The mark of Saint Ignatius
In Igualada, the city where tradition tells us that Ignatius of Loyola took off his soldier's equipment and bought more humble garments, there is a great Ignatian monument: the Basílica de Santa María. This is a Gothic and Renaissance style temple located in the centre of the city. Inside it there is the chapel of Saint Ignatius of Loyola, where the saint is shown in a recumbent posture. Also in the outskirts of Igualada we can visit the 11th century Romanesque chapel of Sant Jaume Sesoliveres, a reminder of the time when pilgrims trekked across Anoia, some of them walking the Way of Saint James and those who were walking the Ignatian Way.
Another site of monuments on the Ignatian Way is the mountain of Montserrat. Inside the basilica of the monastery there is a magnificent sculpture of Saint Ignatius of Loyola by the sculptor Rafael Solanic. The inscription is worth noting, as it refers to the night that the saint spent praying in front of the Virgin Mary, on the 25th March 1522. The round slab of black marble in front of the sculpture marks the spot where the altar of the old Romanesque church used to stand, which was exactly where the saint spent his vigil in Montserrat.
Eleven months to remember
Most of the monuments dedicated to Saint Ignatius can be found at the final destination of our route: Manresa, a city which had a very important role in the thoughts of Ignatius. It was here, more than half a millennia ago, that Ignatius of Loyola spent eleven intense months performing his spiritual exercises.
The monuments that we can see in the city's squares and streets are a heartfelt homage to the saint and the legacy of his spiritual achievements. To start, we can visit the chapel of Sant Ignaci Malalt, which is in the interior of a building where the Amigant family used to maintain a small hospital to tend to poor folk like Ignatius, who stayed there in 1522, when he was recovering from an illness. Not far from this chapel we can find other sites related with Ignatius, such as the local Museum (the former College of Saint Ignatius), or the Rapto Chapel (the former Hospital of Santa Llúcia), which is a reminder of one of the miracles performed by the saint: a spiritual rapture which kept him immobile for eight days.
Other monuments that recall the time that Saint Ignatius spent in Manresa are the Casa Canyelles, the building where the saint lived for a time after leaving the Hospital de Santa Llúcia, and the Pou de la Gallina, a well from which, legends say, the saint rescued a hen that had fallen in. One of the most celebrated Ignatian sites, however, is the Basilica of La Seu. This is Manresa's largest monument, an impressive Gothic church with a valuable collection of altarpieces inside it. Finally, there is the Cave of Saint Ignatius, which is the final point of the pilgrimage.

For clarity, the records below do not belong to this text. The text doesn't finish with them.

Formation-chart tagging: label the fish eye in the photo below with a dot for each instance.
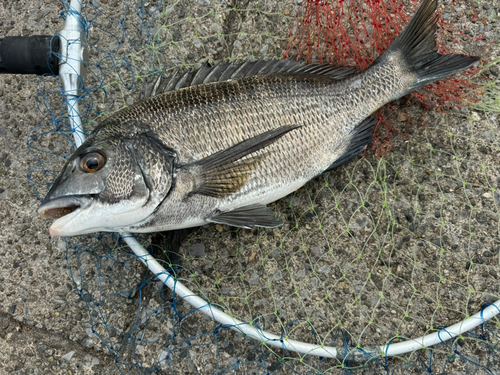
(92, 162)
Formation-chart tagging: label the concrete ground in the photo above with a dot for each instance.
(51, 305)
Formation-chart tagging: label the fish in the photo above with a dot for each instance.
(219, 144)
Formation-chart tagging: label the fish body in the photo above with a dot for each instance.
(221, 149)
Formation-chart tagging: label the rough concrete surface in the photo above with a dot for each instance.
(380, 248)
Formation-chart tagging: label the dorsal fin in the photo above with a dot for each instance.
(226, 71)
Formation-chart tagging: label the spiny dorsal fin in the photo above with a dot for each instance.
(224, 173)
(226, 71)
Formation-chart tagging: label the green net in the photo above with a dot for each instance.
(380, 251)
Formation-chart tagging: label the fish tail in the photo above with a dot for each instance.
(416, 45)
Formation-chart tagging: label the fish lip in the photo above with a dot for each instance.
(75, 202)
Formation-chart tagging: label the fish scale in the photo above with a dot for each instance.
(219, 144)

Don't miss it! The treasures of the Cave of Saint Ignatius
The cave of Saint Ignatius is the place where the saint wrote down his famous Spiritual Exercises. An alabaster altarpiece by Joan Grau shows the image of the Saint writing. Other treasures in the cave are the stained glass windows that show parchments where the saint’s words are written, bronze reliefs by Flotats, and mosaics with historical figures who have completed the exercises. There are also two bronze angels on the ceiling that were sculpted by Josep Llimona.